McKeesport High School chemistry teacher Mark Bacco is excited that students will be able to work with virtual chemicals that are too dangerous to use in a real lab.

Plus, he says, “it saves a lot of time and money. To set up a lab and clean it up takes 15-20 minutes to set up and 15-20 to clean up and with virtual reality, it’s over instantly and kids still get same experience.”

So the big question is how much does it cost? To make it affordable, some schools are asking kids to bring in their own devices. Then they use cardboard headsets that are only $5.

Propel High School art teacher DeVon Gandy says virtual reality can be an inspiration for many of his low income students.

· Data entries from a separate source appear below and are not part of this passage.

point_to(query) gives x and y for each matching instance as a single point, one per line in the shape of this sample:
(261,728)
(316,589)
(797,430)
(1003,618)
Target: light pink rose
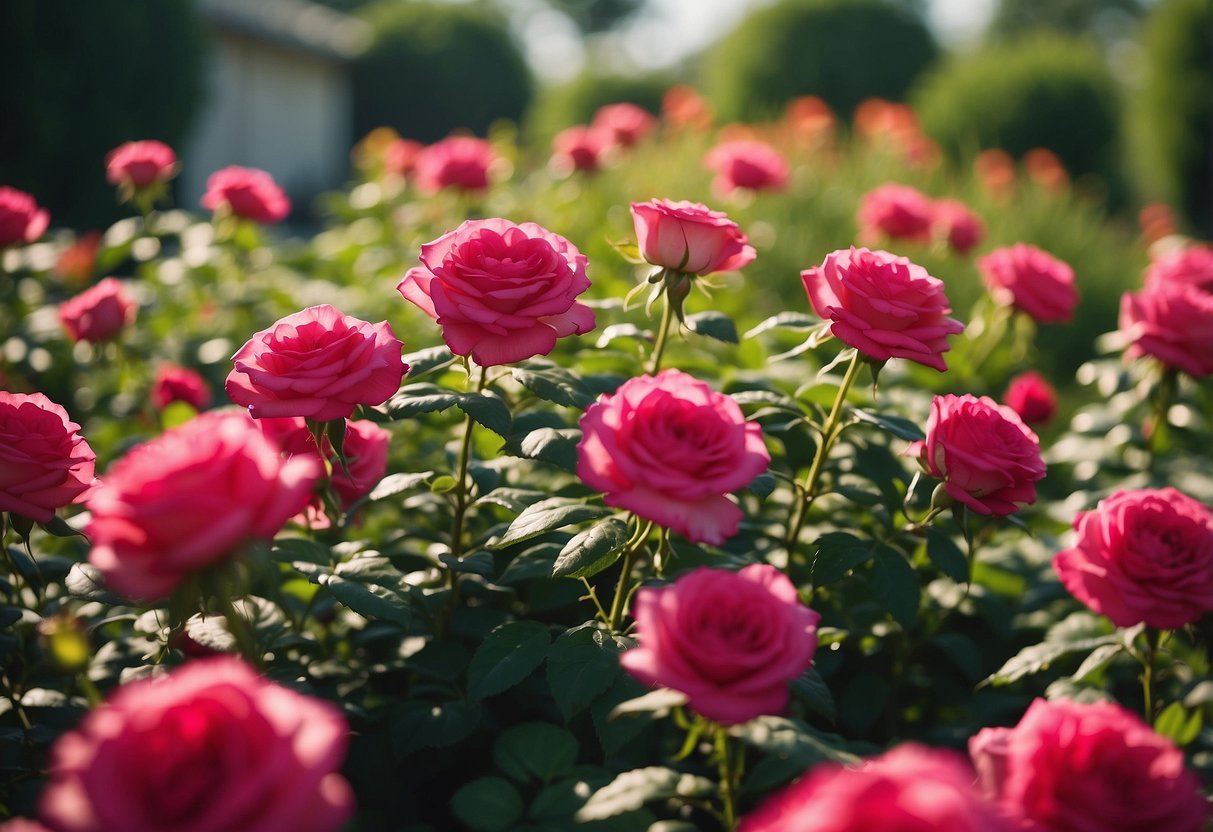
(98,313)
(883,306)
(1143,556)
(910,788)
(189,499)
(45,463)
(318,364)
(986,456)
(730,640)
(209,747)
(501,292)
(246,192)
(1031,280)
(670,448)
(689,237)
(1070,767)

“They don’t get to see anything outside where they live so they don’t have the hope to become that,” he says. He plans to use virtual reality to show his students other places and ideas. “I hope to bring it to into the community, flood it with opportunity they wouldn’t have because of financial issues.”

The headset can also help students with ADD and ADHD because it focuses your attention. It’s just the beginning of a new world beyond books.

Tyler Samstag, who directs innovative instruction for the AIU, says, “People are excited about the ability for [virtual reality] to create empathy and access to places and content that otherwise they wouldn’t have access to.”

For the general public, if you’ve never experienced virtual reality, there are a few places you can do it right now in Pittsburgh.

The Carnegie Museum of Art has a virtual reality experience that’s very futuristic. It’s in the Hall of Architecture until September.

Kennywood has a ride that’s using virtual reality — the Sky Rocket Coaster.

And the Steelers are planning a virtual reality experience of the football games coming out sometime this year.